I took my laptop outside to the garage where my little baby chick crew of five live right now, and I sat with them while I finished my work. I felt better within minutes. I think, out of the five baby chicks I adopted when Kate wouldn’t, four of them might be girls. The Black Copper Maran I really wanted for the chocolate-colored eggs is a girl! But the one little rooster is so sweet. We’ll see if he stays so sweet, but right now, I really like him. I kind of want to keep him. He’s the most interested in me, he’s very curious, and he sings–a lot. He just chirps and chirps, and he will warm your heart.
And, while I sat there grading papers with tiny chickens perched on me, from Juliet’s dog crate in the middle of the garage, I thought I heard purring. I had candled the eggs under Juliet yesterday because I completely lost track of how long she had been sitting. And I thought maybe two were going well, but the egg shells were very dark and hard to see through, I wasn’t sure. But I thought I maybe heard at least one of the eggs cheeping. I should not have been candling so late. I hoped I hadn’t disturbed anyone too much, but I also wasn’t 100 percent sure I had heard chirping. The trees around our house are FULL of baby birds right now. There is a constant “cheep” in our house because we keep the windows open.

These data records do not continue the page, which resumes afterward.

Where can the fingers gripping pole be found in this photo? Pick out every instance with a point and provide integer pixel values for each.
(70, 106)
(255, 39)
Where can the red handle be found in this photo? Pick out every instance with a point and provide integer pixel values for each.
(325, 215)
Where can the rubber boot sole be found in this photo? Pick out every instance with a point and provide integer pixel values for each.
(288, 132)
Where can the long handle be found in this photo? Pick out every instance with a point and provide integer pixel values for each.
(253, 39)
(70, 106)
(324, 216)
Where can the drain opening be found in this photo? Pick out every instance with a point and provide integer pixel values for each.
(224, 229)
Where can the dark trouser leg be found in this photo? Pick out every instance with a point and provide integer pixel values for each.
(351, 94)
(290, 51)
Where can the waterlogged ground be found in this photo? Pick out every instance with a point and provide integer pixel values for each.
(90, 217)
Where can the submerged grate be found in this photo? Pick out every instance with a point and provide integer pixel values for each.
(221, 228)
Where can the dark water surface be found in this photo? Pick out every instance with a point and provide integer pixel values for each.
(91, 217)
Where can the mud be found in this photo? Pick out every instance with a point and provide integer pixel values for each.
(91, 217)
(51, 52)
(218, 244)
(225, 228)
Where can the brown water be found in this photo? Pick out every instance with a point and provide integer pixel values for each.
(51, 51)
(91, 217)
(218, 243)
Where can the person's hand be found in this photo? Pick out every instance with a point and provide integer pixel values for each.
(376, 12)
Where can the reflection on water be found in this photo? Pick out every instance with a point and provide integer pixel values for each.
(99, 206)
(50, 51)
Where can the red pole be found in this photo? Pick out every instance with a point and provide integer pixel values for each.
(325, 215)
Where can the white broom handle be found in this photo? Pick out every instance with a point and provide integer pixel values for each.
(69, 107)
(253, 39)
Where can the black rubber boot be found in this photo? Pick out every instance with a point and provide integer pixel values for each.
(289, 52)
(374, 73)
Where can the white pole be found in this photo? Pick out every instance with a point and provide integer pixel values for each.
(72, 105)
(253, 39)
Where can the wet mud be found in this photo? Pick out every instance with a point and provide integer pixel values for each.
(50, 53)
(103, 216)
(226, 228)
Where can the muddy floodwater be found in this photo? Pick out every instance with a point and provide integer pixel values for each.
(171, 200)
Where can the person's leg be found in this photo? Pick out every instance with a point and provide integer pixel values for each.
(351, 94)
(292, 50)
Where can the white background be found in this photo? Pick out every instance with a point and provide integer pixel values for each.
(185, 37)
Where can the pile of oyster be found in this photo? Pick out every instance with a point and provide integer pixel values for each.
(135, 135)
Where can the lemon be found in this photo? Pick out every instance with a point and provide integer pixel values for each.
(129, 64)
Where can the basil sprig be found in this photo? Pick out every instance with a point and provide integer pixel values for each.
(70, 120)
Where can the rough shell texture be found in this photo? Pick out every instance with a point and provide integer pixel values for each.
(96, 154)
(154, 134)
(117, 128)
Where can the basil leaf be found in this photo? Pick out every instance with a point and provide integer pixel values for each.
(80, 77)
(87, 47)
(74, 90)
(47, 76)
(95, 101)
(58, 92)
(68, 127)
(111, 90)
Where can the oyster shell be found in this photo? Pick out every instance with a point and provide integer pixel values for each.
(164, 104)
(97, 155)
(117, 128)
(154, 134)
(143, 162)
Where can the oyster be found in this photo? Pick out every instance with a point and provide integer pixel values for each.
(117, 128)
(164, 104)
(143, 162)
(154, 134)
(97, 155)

But, as I sat there grading papers with baby chicks perched on me, I heard Juliet purring, and I knew she had done it. I knew she had at least one baby hatching. And my stress and the sad email and the decline of civility were miles from my mind.
I haven’t seen the baby. If it was still hatching, I didn’t want to disturb, but the purring is a giveaway. A baby has come, and there was a happy mama next to me.
When I got up to take my work back into the house, I stopped at Juliet’s crate. “You did it, mama,” I said. I was happy for her.